Zeitfenster für Tests vor und nach saisonalen Spitzenzeiten verwalten

Die Übergangsphasen zu Beginn und am Ende saisonaler Spitzenzeiten sind häufig durch schnelle Veränderungen im Nutzerverhalten und in der Gebotsdynamik der Plattform geprägt. So sorgen Sie für Modellstabilität:

  • Testübergänge während Spitzenzeiten vermeiden: Achten Sie darauf, dass Start- und Enddatum des Tests nicht direkt in eine Phase mit starken Veränderungen fallen (beispielsweise sollte ein Test nicht am Tag vor dem Black Friday beginnen). Das Modell ist am stabilsten, wenn die Beziehung zwischen Test- und Kontrollregionen konsistent ist.

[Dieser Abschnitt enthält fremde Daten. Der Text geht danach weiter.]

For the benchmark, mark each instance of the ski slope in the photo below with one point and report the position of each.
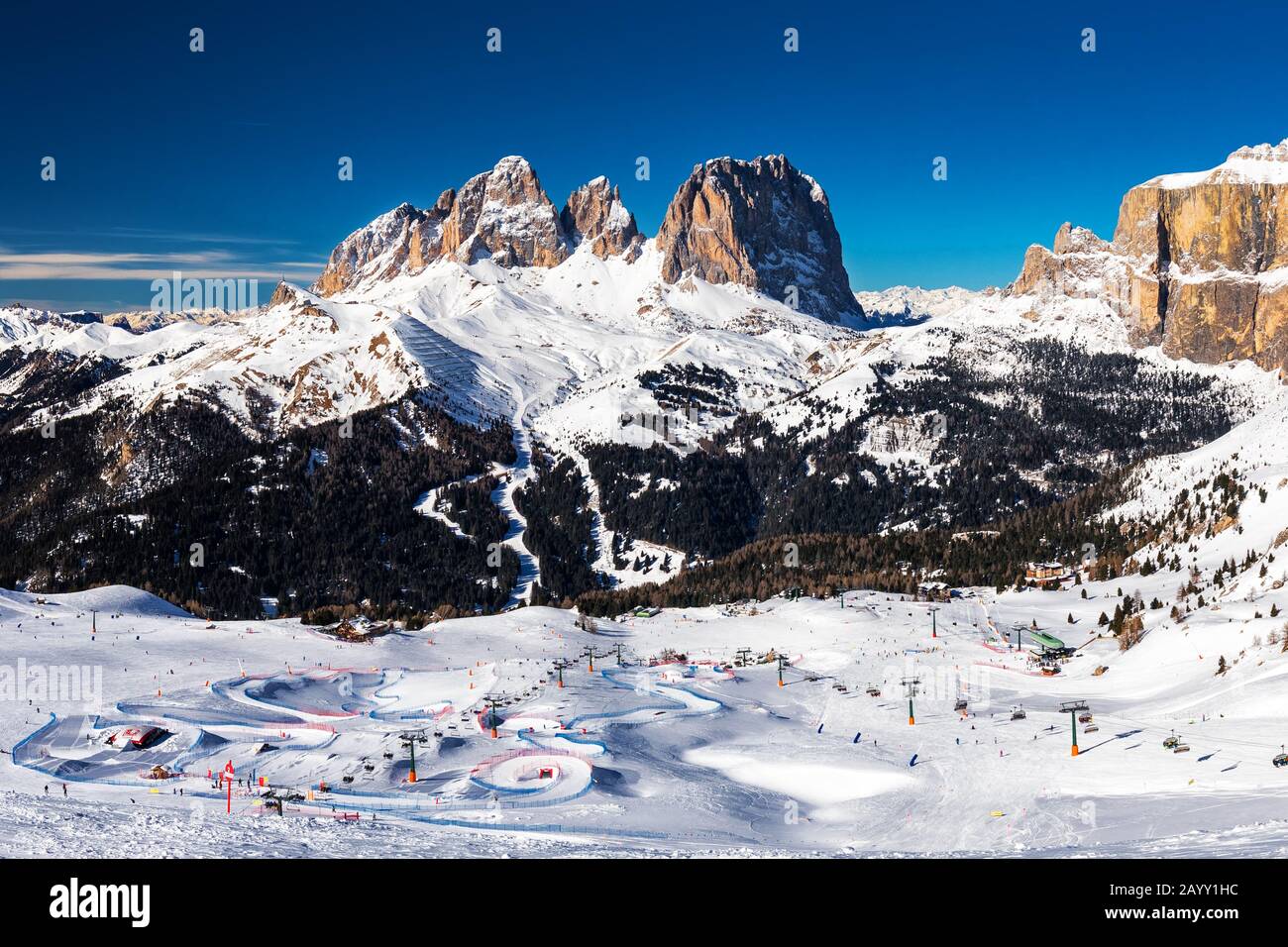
(657, 754)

    • Test frühzeitig starten: Implementieren Sie die Budgetaufteilungen (Go-dark oder Heavy-up) einige Wochen vor Beginn des saisonalen Übergangs. So hat der Gebotsalgorithmus der Werbeplattform Zeit, sich mit den neuen geografischen Budgets zu stabilisieren, bevor das Spitzenvolumen erreicht wird.
    • Test spät beenden: Führen Sie den Test über die gesamte Spitzenzeit hinweg fort und kehren Sie erst dann zum Normalbetrieb (BAU) zurück, wenn sich das Volumen wieder auf normalem Niveau stabilisiert hat.
  • Pre-Test-Daten für die Validierung erweitern: Bei stark saisonalen Unternehmen reichen die mindestens erforderlichen \( 3N \) Pre-Test-Daten in der Regel nicht aus. Bereiten Sie Verlaufsdaten für mindestens ein Jahr vor, um Ihr Design zu validieren.
  • Design anhand historischer Spitzen validieren (Placebo-Tests):
    • Führen Sie vor dem eigentlichen Test die Designsuche durch und nutzen Sie dabei Verlaufsdaten aus demselben saisonalen Höhepunkt des Vorjahres als Validierungszeitraum.
    • Stellen Sie sicher, dass die Designvariante A/A-Placebo-Tests (p-Wert\( \ge \alpha \)) besteht und während dieses historischen Höhepunkts eine gute Anpassungsgüte (\( R^2 \ge 0.8 \)) aufweist. Falls dieser Test fehlschlägt, ist die Korrelation zwischen Ihren Regionen in Phasen mit hohem Datenaufkommen instabil – in diesem Fall sollten Sie keine Tests während der Spitzenzeiten durchführen.